Distribution Dispatch Control Center (DDCC)
Introduction of DDCC
The term Distribution Automation generally includes distribution monitoring systems, feeder automation, demand-side management, automatic meter reading, and automatic charting. TPC has been committed to distribution automation since 1992. After more than ten years of hard work, several automation systems such as distribution monitoring systems, feeder automation, and AM / FM map information systems have implemented. These systems are usually provided by different manufacturers and have different functions. Based on the experience gained from previous pilot systems, TPC has formulated its guidelines for future automation of power distribution and will continue to promote several automated feeders from 2003 to 2027 in order to provide fault detection, isolation, and restoration (FDIR) function.
At present, there are 21 Siemens systems and 1 SNC Lavalin system in operation. These systems have been implemented since 2004 and are designed to manage 22kV and 11kV distribution feeders in Taiwan.
The DDCS mainly provides SCADA and FDIR function, and has geographic map data processing capabilities, and provides complete operation screens and dispatching information for dispatchers. During an event, it can assist dispatchers to quickly resume power recovery in the upstream and downstream healthy sections. The expansion capacity provided by the system can be included in the automation range of feeders and substations in the entire area. Various types of normally open or normally closed-loop substation information terminal equipment (FRTU) and feeder information terminal equipment (FTU) installed on the site to collect data from the field. Functions of the DDCS are listed below:
(1) SCADA Function
- Monitor and control of automated switches, and devices within substation
- Map type display for electrical network topology
- SCADA provides GIS display for operation
(2) Device Location Function
- Easily navigate to required display from alarm event list, equipment tag, road name, landmark, etc.

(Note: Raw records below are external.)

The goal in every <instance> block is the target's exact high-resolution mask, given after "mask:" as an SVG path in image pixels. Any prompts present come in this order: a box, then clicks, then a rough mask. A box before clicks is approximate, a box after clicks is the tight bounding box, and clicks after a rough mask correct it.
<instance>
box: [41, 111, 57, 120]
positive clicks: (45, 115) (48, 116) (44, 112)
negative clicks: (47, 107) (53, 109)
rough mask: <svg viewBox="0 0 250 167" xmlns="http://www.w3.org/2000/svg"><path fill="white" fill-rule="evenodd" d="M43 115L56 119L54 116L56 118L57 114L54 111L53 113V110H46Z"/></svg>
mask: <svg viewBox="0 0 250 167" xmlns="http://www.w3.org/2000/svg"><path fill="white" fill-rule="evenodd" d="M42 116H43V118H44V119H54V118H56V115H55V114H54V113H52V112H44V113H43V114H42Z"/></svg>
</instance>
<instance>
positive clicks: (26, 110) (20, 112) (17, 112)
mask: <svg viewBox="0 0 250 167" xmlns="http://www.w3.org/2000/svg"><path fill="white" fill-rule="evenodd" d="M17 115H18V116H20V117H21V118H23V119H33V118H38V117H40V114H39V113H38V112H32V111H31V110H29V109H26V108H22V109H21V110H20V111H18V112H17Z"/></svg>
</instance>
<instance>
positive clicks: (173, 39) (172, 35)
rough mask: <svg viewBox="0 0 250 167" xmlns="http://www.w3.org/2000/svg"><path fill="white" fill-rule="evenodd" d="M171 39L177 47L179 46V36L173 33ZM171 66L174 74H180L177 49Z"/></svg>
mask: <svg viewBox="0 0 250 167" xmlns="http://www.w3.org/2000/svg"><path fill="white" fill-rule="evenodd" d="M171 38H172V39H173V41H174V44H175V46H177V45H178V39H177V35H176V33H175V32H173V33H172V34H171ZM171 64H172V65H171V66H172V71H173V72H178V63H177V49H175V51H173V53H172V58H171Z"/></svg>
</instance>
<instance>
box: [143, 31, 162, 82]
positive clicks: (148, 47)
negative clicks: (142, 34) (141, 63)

(3) Feeder Schematic Display (SLD)
- Feeder schematic display based on electrical network topology
- Circuit Breaker status on feeder schematic display based on electrical network topology
- Circuit Breaker operation display with integrated information
(4) FDIR Function
- Automatic/manual fault location detection, isolation, upstream restoration and provide resupply switching procedures
- FDIR function can be inhibited for whole system / per substation / per feeder based on:
*Natural disaster: Inhibit FDIR for whole system
*Substation/Main TR maintenance: Inhibit FDIR for feeders under maintenance
*Faulty handling: Inhibit FDIR for faulty feeder or tag FCB to prevent close
- Simulation for fault restoration solutions
*Simulate BUS fault (Main TR fault) and calculate restoration solution
- FDCS FDIR calculation based on open loop design
*FDIR is inhibited for closed loop system
*Plan to include fault current direction determination to enhance FDIR function
(5) Database incremental update and information exchange
- Software will check the updates in OMS and export into supported format to import into FDCS database.
- Circuit breaker status in FDCS can feedback to OMS system.
(6) Various Communication Protocols Support
- ICCP communication (between DDCS and FDCS)
- FTP (OMS/DMMS and FDCS file exchange)
- NTP (Time Synchronization)
- DNP3(i) (Communication with downstream devices)
- TCP/IP (10/100/1000Mbps) and UDP (Communication with devices)
(7) Software Version Control
Tangible Achievements of Feeder Automation and Automatic Switching
According to the targets set by the Energy Bureau, TPC should complete an average of 400 automated switches for monitoring each year from 2012 to 2030. The cumulative number of automated feeders has reached 7,590 by 2019, and the penetration rate accounts for 75.22%, the number of feeder automatic line switches that have been included in the monitoring is 25,020, accounting for 46.58% of the feeder trunk switches (four underground trunk switches and overhead high-voltage load on-off switches).
The establishment of automatic switches for real-time status monitoring, remote power measurement, and remote operation can reduce manual field operations, speed up the time of resumption of electricity, reduce operating costs and improve worker safety. According to statistics, from 2007 to 2018, the number of switching operations due to power failures increased from 230 to 6,585, and the number of work maintenance operations increased from 6,493 to 54,915. In the past years, the average power outage of total users has been reduced. From 2007 to 2018, the distribution rate of automatic feeders increased from 25.52% to 73.56%. Reduced power outages per user in high-efficiency areas increased from an average of 2.67 minutes to 9.02 minutes. With automated switching, operators can immediately understand the situation and dispatch distribution feeders, quickly isolate points of failure, reduce the scope of power outages, and significantly reduce the time it takes for personnel to go to the site for repair and restore power.